Outra das séries apresentadas nesta exposição, intitulada “Fatum”, fragmentos de papel rasgado foram dispostos e fotografados para mostrar uma relação direta entre mão, papel e cor, através da qual Isabelle Ferreira convoca a ideia de destino e escolha, onde a composição surge como metáfora da vida e das múltiplas possibilidades que cada percurso contém.

Noutra das séries criadas de 2021 até à atualidade, intitulada “Les témoins” (“As Testemunhas”, em tradução livre), a artista reúne três painéis com rodas, que transportam imagens de montanhas, picos escarpados e cumes nevados, simbolizando os obstáculos e as dificuldades enfrentadas pelos emigrantes obrigados a atravessar a pé os Pirenéus sob a vigilância das autoridades.

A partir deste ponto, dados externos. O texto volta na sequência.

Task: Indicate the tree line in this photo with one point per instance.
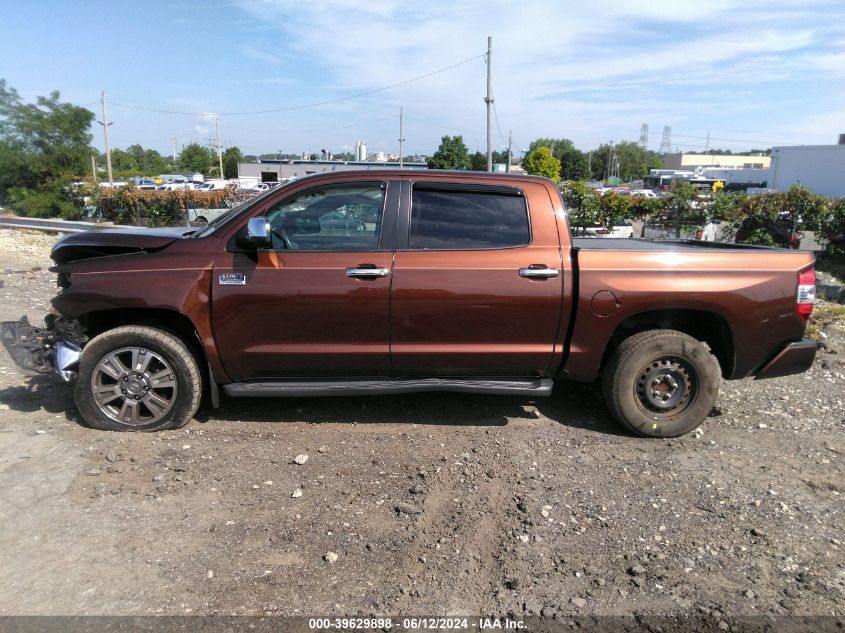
(555, 158)
(46, 145)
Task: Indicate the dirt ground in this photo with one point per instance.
(426, 504)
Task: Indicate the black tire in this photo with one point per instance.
(661, 383)
(170, 375)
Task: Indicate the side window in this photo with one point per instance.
(338, 218)
(445, 219)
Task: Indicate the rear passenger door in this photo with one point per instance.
(476, 281)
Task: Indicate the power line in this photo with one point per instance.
(447, 127)
(325, 129)
(307, 105)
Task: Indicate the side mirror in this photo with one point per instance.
(257, 234)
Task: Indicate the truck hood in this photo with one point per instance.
(90, 244)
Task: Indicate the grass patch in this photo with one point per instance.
(823, 315)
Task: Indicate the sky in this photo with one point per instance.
(292, 76)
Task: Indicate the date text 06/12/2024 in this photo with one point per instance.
(416, 623)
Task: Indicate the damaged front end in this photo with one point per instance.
(54, 348)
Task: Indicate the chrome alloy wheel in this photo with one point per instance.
(665, 386)
(134, 386)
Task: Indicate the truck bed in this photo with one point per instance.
(698, 246)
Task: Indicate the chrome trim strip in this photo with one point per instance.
(539, 273)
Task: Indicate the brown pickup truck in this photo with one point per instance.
(390, 281)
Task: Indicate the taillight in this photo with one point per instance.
(806, 295)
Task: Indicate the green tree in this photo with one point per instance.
(197, 158)
(124, 163)
(479, 160)
(452, 154)
(634, 161)
(231, 157)
(541, 162)
(43, 146)
(582, 203)
(573, 162)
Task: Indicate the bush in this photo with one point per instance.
(126, 205)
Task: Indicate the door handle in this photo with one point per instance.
(535, 272)
(367, 271)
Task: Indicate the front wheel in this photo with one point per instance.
(661, 383)
(137, 378)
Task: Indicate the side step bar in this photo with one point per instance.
(301, 388)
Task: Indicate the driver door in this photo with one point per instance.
(316, 303)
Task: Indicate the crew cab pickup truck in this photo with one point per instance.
(392, 281)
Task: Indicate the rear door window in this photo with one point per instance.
(446, 218)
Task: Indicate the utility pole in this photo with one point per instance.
(489, 101)
(508, 166)
(219, 148)
(401, 138)
(105, 123)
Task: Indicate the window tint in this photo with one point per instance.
(329, 219)
(465, 220)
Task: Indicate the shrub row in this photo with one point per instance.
(685, 205)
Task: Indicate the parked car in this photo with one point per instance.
(459, 281)
(621, 229)
(781, 231)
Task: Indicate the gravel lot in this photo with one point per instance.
(426, 504)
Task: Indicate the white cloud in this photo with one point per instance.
(590, 71)
(262, 55)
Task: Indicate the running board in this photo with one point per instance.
(301, 388)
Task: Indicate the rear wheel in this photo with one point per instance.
(137, 378)
(661, 383)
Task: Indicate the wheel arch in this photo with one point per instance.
(709, 327)
(170, 321)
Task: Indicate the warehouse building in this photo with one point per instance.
(819, 168)
(270, 170)
(689, 162)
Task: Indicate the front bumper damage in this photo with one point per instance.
(54, 348)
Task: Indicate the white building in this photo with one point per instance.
(819, 168)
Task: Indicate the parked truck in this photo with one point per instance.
(383, 282)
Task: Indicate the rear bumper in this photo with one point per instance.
(795, 358)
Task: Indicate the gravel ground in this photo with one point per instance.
(425, 504)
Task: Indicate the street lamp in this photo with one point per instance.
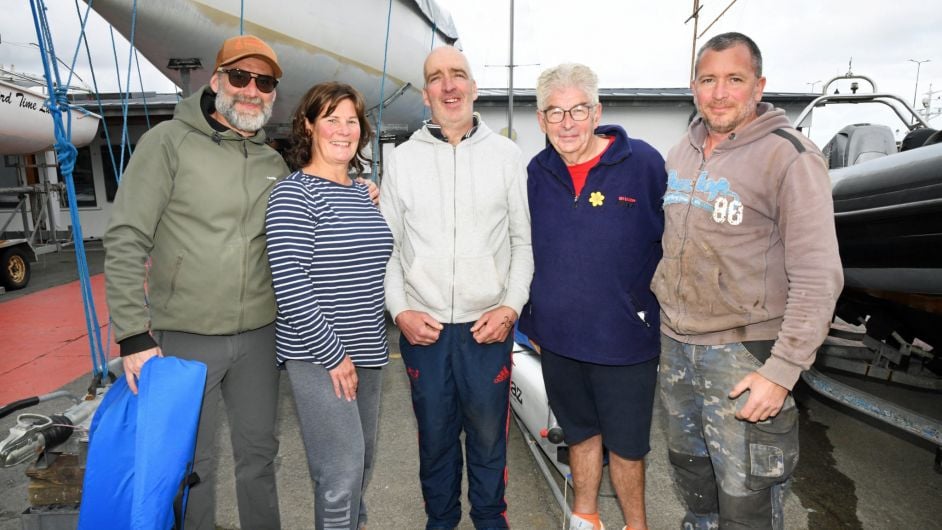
(918, 66)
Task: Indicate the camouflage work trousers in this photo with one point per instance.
(731, 474)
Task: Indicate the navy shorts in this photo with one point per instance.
(614, 401)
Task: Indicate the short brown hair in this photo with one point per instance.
(322, 99)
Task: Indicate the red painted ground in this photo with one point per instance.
(44, 341)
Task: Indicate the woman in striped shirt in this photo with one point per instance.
(328, 246)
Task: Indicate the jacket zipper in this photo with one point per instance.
(245, 209)
(680, 253)
(454, 235)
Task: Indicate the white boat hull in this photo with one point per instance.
(315, 41)
(26, 125)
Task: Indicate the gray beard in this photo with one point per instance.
(244, 121)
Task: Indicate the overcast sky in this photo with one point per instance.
(628, 42)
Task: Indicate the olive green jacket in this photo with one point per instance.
(192, 200)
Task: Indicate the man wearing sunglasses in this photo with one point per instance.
(193, 201)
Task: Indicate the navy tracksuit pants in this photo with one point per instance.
(458, 384)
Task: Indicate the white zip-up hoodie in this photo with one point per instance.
(461, 226)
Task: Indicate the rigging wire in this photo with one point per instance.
(374, 166)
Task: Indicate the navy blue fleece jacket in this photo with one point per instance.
(594, 254)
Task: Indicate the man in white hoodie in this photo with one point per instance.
(454, 196)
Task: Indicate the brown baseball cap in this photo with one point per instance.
(243, 46)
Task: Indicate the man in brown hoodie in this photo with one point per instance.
(747, 287)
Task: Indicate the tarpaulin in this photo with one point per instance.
(141, 447)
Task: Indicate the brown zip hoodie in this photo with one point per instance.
(750, 251)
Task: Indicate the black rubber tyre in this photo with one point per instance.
(14, 268)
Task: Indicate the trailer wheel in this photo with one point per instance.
(14, 268)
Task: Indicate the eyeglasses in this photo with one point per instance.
(241, 78)
(578, 113)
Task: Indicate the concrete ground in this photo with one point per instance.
(854, 471)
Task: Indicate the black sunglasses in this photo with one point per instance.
(241, 78)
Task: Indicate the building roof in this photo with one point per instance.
(635, 95)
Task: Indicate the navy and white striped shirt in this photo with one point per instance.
(328, 246)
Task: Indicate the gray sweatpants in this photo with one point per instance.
(241, 370)
(339, 438)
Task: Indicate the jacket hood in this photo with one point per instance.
(190, 112)
(617, 152)
(423, 135)
(769, 119)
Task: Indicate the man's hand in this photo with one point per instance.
(765, 398)
(372, 188)
(344, 376)
(418, 327)
(494, 325)
(134, 362)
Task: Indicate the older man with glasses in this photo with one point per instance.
(595, 205)
(192, 201)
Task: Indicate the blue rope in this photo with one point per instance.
(125, 138)
(140, 79)
(66, 153)
(382, 95)
(101, 108)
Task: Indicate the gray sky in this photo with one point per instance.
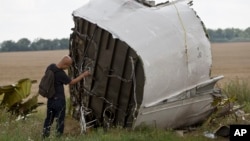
(50, 19)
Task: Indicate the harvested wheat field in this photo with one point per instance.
(229, 59)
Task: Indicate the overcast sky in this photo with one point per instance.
(50, 19)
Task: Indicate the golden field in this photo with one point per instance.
(229, 59)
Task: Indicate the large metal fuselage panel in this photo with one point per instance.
(110, 92)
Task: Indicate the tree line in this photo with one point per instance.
(24, 44)
(229, 35)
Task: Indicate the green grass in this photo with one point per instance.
(31, 128)
(240, 89)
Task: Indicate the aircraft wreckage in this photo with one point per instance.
(150, 65)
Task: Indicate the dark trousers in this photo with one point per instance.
(55, 109)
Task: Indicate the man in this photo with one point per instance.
(56, 106)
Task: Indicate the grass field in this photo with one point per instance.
(229, 59)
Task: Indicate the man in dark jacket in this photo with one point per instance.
(56, 106)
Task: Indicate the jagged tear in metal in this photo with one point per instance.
(150, 65)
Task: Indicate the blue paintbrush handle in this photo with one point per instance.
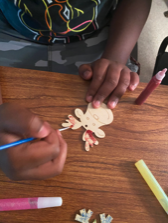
(16, 143)
(23, 141)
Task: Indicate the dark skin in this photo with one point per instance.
(109, 76)
(40, 159)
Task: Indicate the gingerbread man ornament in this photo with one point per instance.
(92, 120)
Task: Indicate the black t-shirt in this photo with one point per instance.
(50, 21)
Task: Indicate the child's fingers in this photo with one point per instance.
(85, 71)
(99, 74)
(121, 88)
(109, 84)
(134, 81)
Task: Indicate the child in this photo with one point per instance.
(61, 22)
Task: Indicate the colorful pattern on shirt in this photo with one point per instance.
(49, 21)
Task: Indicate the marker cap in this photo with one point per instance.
(48, 202)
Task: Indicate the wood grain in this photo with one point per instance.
(104, 179)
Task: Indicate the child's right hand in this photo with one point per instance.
(34, 160)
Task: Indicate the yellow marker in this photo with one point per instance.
(153, 184)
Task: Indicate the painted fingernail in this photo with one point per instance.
(89, 98)
(59, 133)
(133, 86)
(43, 132)
(112, 104)
(96, 104)
(86, 74)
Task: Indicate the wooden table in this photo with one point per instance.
(105, 179)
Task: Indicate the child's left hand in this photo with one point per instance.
(109, 78)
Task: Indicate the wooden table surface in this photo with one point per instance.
(104, 179)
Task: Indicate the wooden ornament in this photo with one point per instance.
(104, 219)
(91, 120)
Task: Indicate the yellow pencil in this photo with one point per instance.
(153, 184)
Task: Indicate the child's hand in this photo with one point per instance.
(34, 160)
(109, 78)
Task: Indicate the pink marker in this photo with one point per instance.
(29, 203)
(154, 82)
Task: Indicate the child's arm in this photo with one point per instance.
(34, 160)
(109, 74)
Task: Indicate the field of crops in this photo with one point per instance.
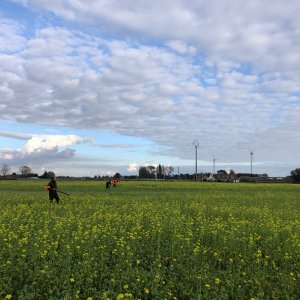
(150, 240)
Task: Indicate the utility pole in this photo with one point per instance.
(196, 144)
(214, 165)
(251, 158)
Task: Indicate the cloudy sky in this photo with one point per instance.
(95, 87)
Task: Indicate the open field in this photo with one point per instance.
(148, 240)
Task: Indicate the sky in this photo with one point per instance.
(95, 87)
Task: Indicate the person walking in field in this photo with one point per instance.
(114, 182)
(52, 188)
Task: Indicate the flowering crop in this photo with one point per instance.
(150, 240)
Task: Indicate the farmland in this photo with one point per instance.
(150, 240)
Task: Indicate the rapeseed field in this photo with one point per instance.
(150, 240)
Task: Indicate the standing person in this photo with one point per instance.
(52, 187)
(114, 182)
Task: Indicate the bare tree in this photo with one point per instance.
(25, 171)
(4, 170)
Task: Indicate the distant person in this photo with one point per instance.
(52, 187)
(114, 182)
(107, 184)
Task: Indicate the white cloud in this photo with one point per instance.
(226, 73)
(50, 142)
(132, 167)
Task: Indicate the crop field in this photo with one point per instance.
(150, 240)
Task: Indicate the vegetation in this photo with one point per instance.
(295, 174)
(149, 240)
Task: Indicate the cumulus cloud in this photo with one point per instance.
(41, 148)
(226, 73)
(132, 167)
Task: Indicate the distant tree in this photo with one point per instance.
(4, 170)
(295, 174)
(221, 172)
(143, 173)
(147, 172)
(168, 170)
(25, 171)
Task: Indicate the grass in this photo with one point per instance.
(150, 240)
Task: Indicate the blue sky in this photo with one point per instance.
(99, 87)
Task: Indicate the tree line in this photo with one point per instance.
(145, 172)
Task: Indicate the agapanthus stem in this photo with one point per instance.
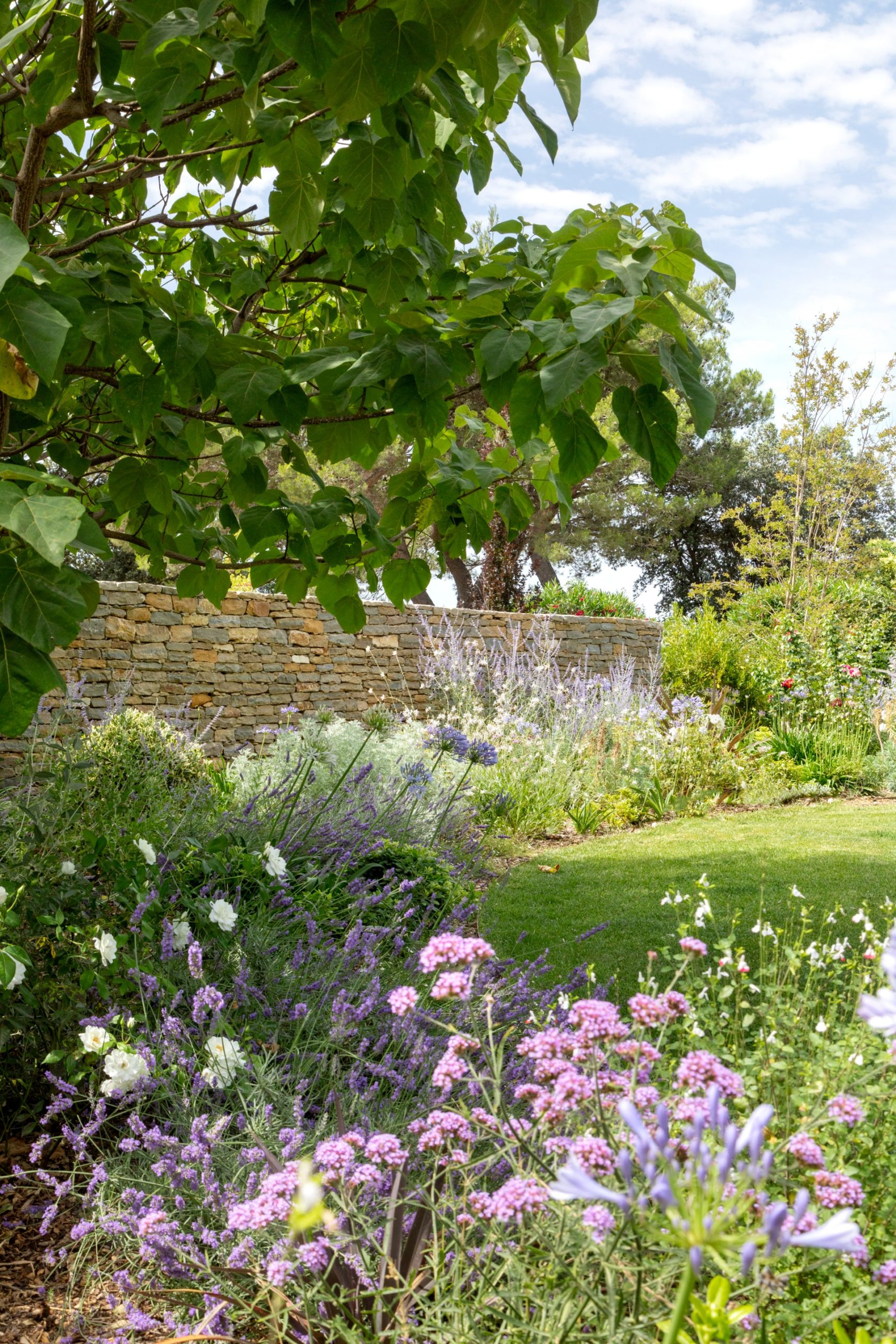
(680, 1309)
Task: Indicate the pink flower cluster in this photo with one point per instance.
(315, 1256)
(452, 1067)
(402, 1000)
(594, 1155)
(599, 1220)
(518, 1196)
(450, 949)
(597, 1019)
(655, 1012)
(386, 1150)
(805, 1150)
(836, 1190)
(440, 1128)
(700, 1069)
(847, 1109)
(693, 947)
(272, 1205)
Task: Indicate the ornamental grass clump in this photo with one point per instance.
(410, 1141)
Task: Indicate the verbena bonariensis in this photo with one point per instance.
(488, 1159)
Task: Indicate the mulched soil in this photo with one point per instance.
(38, 1301)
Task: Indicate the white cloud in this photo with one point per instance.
(655, 100)
(777, 155)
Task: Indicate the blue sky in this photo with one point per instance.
(772, 124)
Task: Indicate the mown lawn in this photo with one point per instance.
(835, 853)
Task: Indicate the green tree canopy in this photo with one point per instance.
(236, 227)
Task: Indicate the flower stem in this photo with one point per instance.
(680, 1309)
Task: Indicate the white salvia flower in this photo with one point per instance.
(123, 1070)
(700, 913)
(181, 934)
(273, 860)
(94, 1040)
(107, 947)
(18, 973)
(224, 915)
(147, 850)
(227, 1058)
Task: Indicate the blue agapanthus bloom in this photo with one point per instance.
(445, 738)
(481, 753)
(417, 777)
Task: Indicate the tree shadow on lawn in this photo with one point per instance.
(833, 853)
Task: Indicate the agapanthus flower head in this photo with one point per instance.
(417, 776)
(446, 740)
(847, 1109)
(402, 1000)
(481, 753)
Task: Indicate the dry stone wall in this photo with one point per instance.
(261, 654)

“Todas estas histórias de vida diferentes têm a ver com ‘o salto’. Os meus pais emigraram por questões económicas”, declarou a artista, comentando que “Notre Feu” remete para o fogo “que arde dentro de cada um” aspirando a uma vida melhor.

A exposição “Notre Feu” (“O Nosso Fogo”) vai ficar patente no MAAT até ao dia 2 de março de 2026.